Altro che «fine del “trasformismo» come dice Giorgia Meloni, la proposta di premierato è «la fine degli equivoci» per Gianni Cuperlo. Per il parlamentare Pd la proposta di riforma della Costituzione del governo svela un disegno, quello di «archiviare la pregiudiziale antifascista. Sessant’anni dopo “Le mani sulla città” di Francesco Rosi assistiamo a “Le mani sulla Repubblica” da parte di un governo incapace di risolvere anche uno soltanto dei drammi di famiglie, lavoratori, imprese».
Avete definito questa riforma un’arma di distrazione di massa. Vuol dire che non proverete nemmeno a correggerla? Non vi sedete proprio al tavolo?
«Il dialogo sulle riforme dovrebbe essere la regola e in passato si è visto che aggirare quel metodo porta solo a sconfitte sonore. Detto ciò, giudico i fatti e i fatti dicono che appena liquidata una manovra con l’avviso al Parlamento di obbedir tacendo provano a stravolgere la Costituzione liquidando la forma di governo parlamentare e colpendo funzioni e ruolo del presidente della Repubblica».
Il centrodestra dice che non si toccano i poteri del presidente della Repubblica.
«E’ falso che non si tocchino prerogative e poteri del Colle. La loro proposta stravolge gli equilibri tra il presidente della Repubblica, eletto da una maggioranza assoluta delle due Camere con i delegati regionali e un capo del governo che sarebbe eletto direttamente dai cittadini. Il capo dello Stato si vedrebbe trasformato in un notaio senza più la funzione di arbitro nella gestione di situazioni di crisi».
Non sarebbe meglio un semipresidenzialismo a questo punto?
«Tutto sarebbe meglio di questo salto nel buio, ma se guardo al dibattito aperto in Francia sui limiti del semipresidenzialismo credo sarebbe sensato difendere la forma di governo parlamentare correggendola sui punti che vedono una convergenza larga, dalla sfiducia costruttiva a una nuova legge elettorale e a una disciplina efficace e moderna della vita interna dei partiti. La destra anziché ragionare sui fondamentali della democrazia s’inventa un esperimento già fallito altrove e che avrebbe l’effetto in un colpo solo di indebolire Quirinale, parlamento e governo».

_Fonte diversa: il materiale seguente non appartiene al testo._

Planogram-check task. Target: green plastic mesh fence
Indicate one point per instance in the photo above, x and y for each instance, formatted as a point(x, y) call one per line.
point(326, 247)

Il “trasformismo” che denuncia Meloni però è un tema molto sentito dai cittadini. Nella scorsa legislatura abbiamo avuto tre governi con tutte le combinazioni di alleanze possibili. Il Pd non rischia di apparire “benaltrista” sulle riforme?
«A parte che quei tre governi erano pienamente legittimi, il punto è come si vuole contrastare il malcostume del trasformismo. Il programma di Fratelli d’Italia parlava di presidenzialismo mentre oggi la scelta cade sull’elezione diretta del capo del governo e ancora una volta l’argomento è la stabilità dell’esecutivo. Peccato che quel premierato non esista in nessuna parte del mondo. Lo hanno sperimentato in Israele nel 1996, 1999 e 2001 con risultati fallimentari e infatti se ne sono liberati nonostante in tutti e tre i casi il premer fosse stato eletto da una maggioranza assoluta dei votanti».
Il presidenzialismo l’uso reiterato della parola “nazione”, gli ammiccamenti al ventennio: la destra vuole imporre la propria egemonia culturale?
«La verità è che siamo al vecchio anti-parlamentarismo della destra con l’ultimo assalto alla partecipazione politica e alla rappresentanza, ma questa volta con un’aggravante: al timone del governo ci sono gli eredi della sola cultura politica rimasta estranea alla stesura della Costituzione del ’48. Per loro farsi artefici del superamento di quel compromesso assume un significato storico, equivale ad archiviare la pregiudiziale antifascista scegliendo la forma di governo come atto costitutivo della nuova Repubblica. Capirlo implica l’impegno a bloccare questo tentativo che assieme alle regole aggredisce alcuni caposaldi della nostra democrazia».
Renzi nel 2016 perse un referendum che, nel merito, aveva il consenso degli italiani. Fu un voto politico, contro di lui. La Meloni avrà calcolato il rischio?
«Noi faremo la nostra battaglia in parlamento e nel paese spiegando i rischi di questa riforma e mettendo in campo le nostre proposte. Quanto al referendum è di là da venire, ma il fatto che Renzi sostenga questo pasticcio infonde una nota di ottimismo».